How are assets depreciated?
Depreciation can be calculated automatically in Depreciation Calculation (FDC).
It uses the depreciation method, the related asset details, and the current asset values to calculate the latest depreciation amounts for a selection of assets.
The range of assets to be depreciated is specified both by asset code, and/or asset analysis subcode. You can identify the period for which the depreciation is calculated and choose to report and/or post the depreciation amounts. The balance sheet account and profit & loss account to be updated is identified. The depreciation accounts specified for an asset in Asset Records (FAS) override the depreciation accounts you identify in Depreciation Calculation (FDC).
You can consolidate the depreciation transactions to minimize the number of postings. This consolidation can be done by asset code, and/or by any of the asset analysis codes.
Changing the Method of Depreciation
You can change the method or rate of depreciation for a given asset, part way through its life.
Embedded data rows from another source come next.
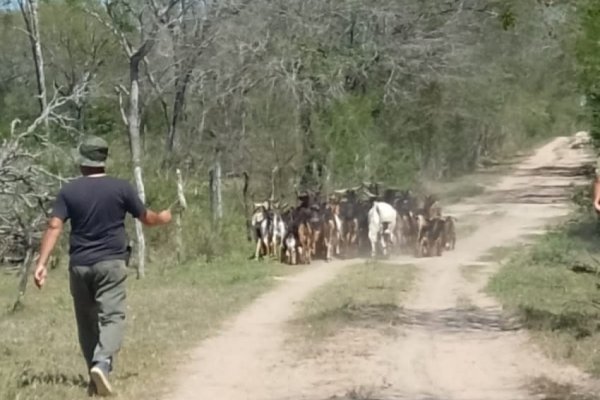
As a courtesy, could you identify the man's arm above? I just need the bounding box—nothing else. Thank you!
[594,177,600,212]
[125,184,171,226]
[34,217,64,289]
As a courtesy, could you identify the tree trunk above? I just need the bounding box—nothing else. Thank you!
[167,69,192,153]
[13,244,34,312]
[127,57,146,279]
[213,150,223,228]
[19,0,48,123]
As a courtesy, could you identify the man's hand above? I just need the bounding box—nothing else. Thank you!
[33,264,48,289]
[594,178,600,213]
[158,209,173,224]
[140,209,172,226]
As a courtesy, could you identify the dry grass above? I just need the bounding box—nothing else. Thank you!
[0,259,293,400]
[530,378,600,400]
[291,263,416,342]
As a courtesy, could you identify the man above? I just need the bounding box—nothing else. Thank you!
[34,136,171,396]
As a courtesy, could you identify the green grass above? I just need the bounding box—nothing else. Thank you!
[488,218,600,375]
[0,258,295,400]
[291,263,416,342]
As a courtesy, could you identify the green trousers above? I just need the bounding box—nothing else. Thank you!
[69,260,127,369]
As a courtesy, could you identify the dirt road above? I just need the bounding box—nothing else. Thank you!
[165,138,591,400]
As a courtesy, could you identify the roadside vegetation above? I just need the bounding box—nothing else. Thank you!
[487,202,600,376]
[0,257,296,400]
[290,262,416,345]
[0,0,600,400]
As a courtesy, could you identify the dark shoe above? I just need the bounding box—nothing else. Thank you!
[90,362,113,396]
[87,379,98,397]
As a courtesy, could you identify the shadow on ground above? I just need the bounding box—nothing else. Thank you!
[302,304,521,334]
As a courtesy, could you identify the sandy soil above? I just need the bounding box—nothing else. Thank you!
[165,137,594,400]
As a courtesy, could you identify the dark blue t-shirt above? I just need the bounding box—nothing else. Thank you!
[52,176,146,266]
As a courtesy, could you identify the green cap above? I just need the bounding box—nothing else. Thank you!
[73,135,108,167]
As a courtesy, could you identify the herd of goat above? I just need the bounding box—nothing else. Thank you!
[248,186,456,265]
The Fixed Asset Register caters for this using Depreciation Tables (FDT). The depreciation table should be defined with entries that reflect the depreciation that has been generated to date. The new depreciation rates can be defined for future years.
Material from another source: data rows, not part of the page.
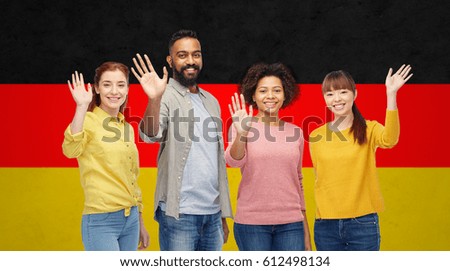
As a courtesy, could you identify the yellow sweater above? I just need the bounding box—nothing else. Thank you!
[62,107,143,216]
[309,110,400,219]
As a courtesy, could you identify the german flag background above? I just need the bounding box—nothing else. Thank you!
[0,0,450,250]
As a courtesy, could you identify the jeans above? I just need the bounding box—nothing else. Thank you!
[314,213,381,251]
[81,206,139,251]
[155,207,224,251]
[234,221,305,251]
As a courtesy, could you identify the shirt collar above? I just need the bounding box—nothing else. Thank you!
[169,78,206,97]
[92,106,125,123]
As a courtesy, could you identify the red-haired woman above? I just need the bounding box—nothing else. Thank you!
[309,65,412,250]
[62,62,166,251]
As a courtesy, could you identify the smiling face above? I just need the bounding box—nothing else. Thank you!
[253,76,285,116]
[95,70,128,116]
[166,37,203,87]
[322,70,357,119]
[323,88,355,117]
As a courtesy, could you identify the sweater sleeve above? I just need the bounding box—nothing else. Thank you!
[373,110,400,149]
[62,112,92,158]
[225,125,247,168]
[298,129,306,211]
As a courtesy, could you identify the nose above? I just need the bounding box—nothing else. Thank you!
[111,85,119,94]
[334,92,341,102]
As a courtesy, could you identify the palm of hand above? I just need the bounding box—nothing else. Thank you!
[72,86,92,105]
[232,109,252,134]
[385,65,412,92]
[141,72,167,98]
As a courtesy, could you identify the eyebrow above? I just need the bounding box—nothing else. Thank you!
[100,80,126,83]
[176,50,202,54]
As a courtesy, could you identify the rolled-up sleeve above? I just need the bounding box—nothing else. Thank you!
[62,125,87,158]
[138,99,169,143]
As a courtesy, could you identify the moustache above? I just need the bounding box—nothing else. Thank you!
[180,64,200,72]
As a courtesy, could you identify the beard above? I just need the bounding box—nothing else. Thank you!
[172,64,201,87]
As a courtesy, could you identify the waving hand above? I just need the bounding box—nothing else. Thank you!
[67,71,92,108]
[386,64,413,94]
[131,54,168,99]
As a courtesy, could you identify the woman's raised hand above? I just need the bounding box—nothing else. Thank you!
[386,64,413,95]
[228,93,253,136]
[67,71,92,109]
[131,54,168,99]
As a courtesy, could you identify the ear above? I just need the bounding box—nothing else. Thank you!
[166,55,172,68]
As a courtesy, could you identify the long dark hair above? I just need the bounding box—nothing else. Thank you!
[322,70,367,145]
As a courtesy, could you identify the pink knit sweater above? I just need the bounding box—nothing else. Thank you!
[225,122,305,225]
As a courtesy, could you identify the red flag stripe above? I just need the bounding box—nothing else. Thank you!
[0,84,450,167]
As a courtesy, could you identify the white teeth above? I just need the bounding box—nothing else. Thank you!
[333,104,344,109]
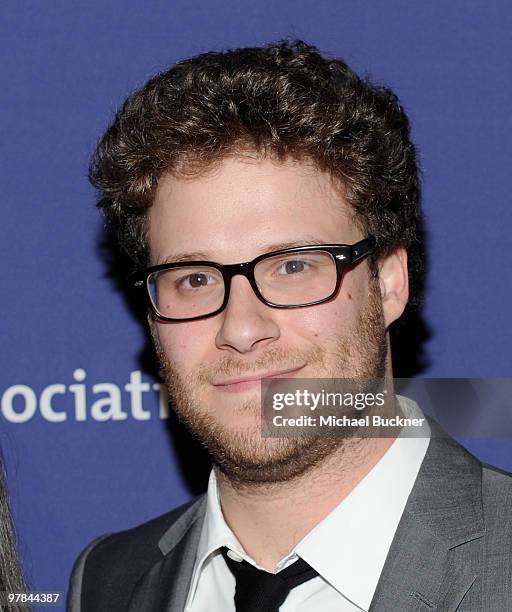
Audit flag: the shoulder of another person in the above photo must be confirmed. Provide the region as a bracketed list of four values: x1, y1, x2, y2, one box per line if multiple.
[67, 495, 205, 612]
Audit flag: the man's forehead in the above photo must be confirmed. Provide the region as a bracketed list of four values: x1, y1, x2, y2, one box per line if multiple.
[161, 234, 340, 263]
[148, 159, 362, 263]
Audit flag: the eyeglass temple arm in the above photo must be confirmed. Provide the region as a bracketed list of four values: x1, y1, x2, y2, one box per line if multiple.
[352, 236, 377, 263]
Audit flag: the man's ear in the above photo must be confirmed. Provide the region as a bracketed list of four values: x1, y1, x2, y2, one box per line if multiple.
[378, 246, 409, 327]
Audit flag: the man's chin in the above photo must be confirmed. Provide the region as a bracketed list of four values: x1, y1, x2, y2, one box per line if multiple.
[176, 410, 343, 485]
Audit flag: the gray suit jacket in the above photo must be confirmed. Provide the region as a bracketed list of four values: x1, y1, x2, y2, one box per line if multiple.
[68, 425, 512, 612]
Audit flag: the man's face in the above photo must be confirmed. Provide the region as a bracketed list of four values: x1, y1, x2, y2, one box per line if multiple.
[148, 158, 386, 482]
If you are not using depreciation tables and you change the method of depreciation during the life of the asset, SunSystems recalculates the historic depreciation according to the new method and posts an adjustment depreciation transaction.
Depreciation Timing Rules
Depreciation timing rules can be applied to the depreciation calculations. This is required where depreciation is not spread evenly over each period in the year. The apportionment rules for the depreciation calculations is defined in Depreciation Timing Rules (FDU).
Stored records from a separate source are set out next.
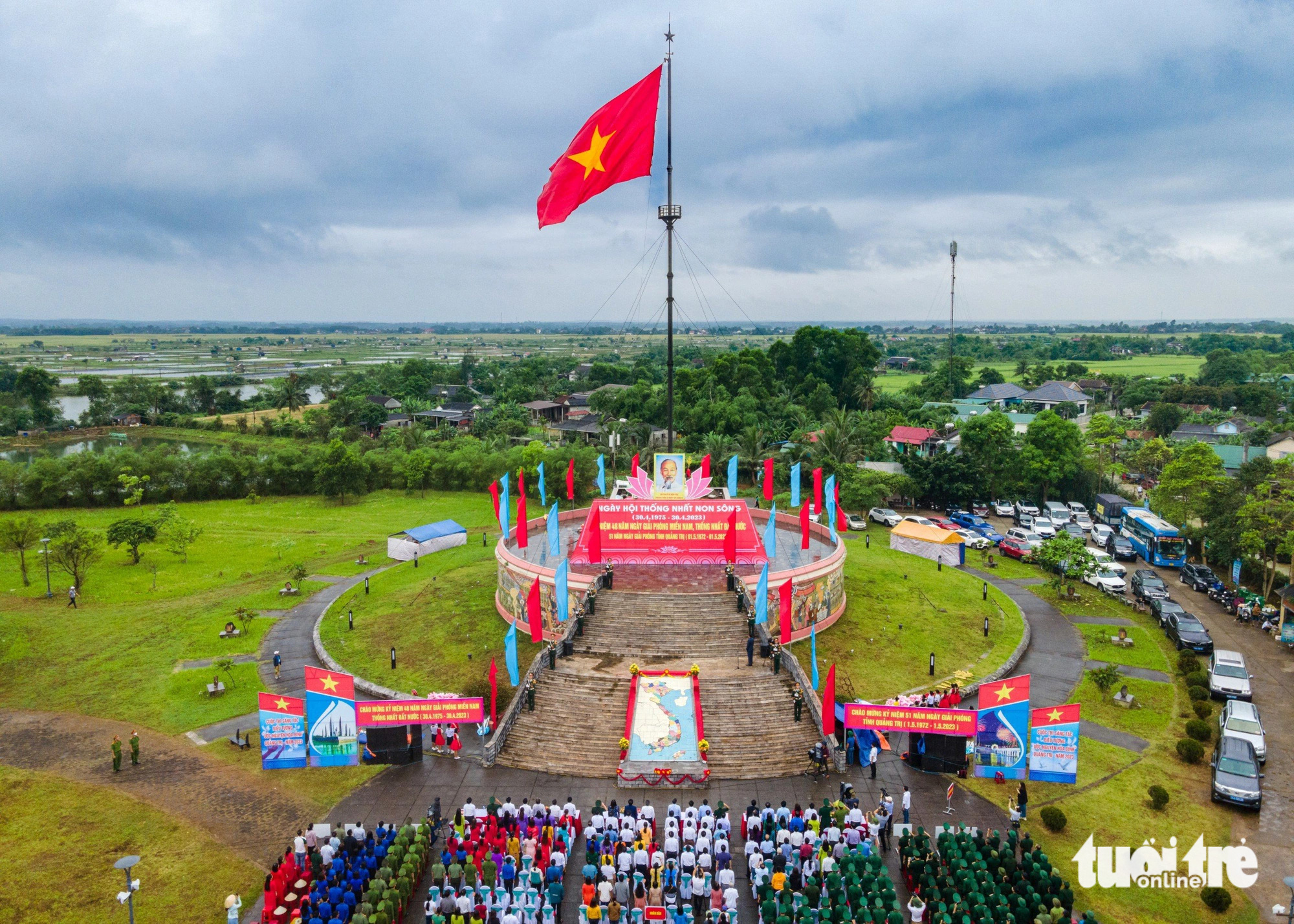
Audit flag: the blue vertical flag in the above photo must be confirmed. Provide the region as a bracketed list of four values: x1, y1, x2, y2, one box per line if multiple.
[763, 501, 778, 559]
[503, 619, 525, 687]
[809, 620, 818, 690]
[823, 475, 837, 542]
[754, 562, 769, 625]
[547, 501, 562, 558]
[498, 472, 512, 541]
[553, 559, 571, 622]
For example, if you have 13 accounting periods in a financial year the first 12 periods reflecting calendar months and the final thirteenth period holding year end adjustments, you only want to calculate depreciation for the 12 operational periods.
Depreciation timing rules allow you to specify the number of operational periods in your financial year and to specify how the annual depreciation charge should be split across these periods. You can also use this to account for periods of, for example, four or five weeks.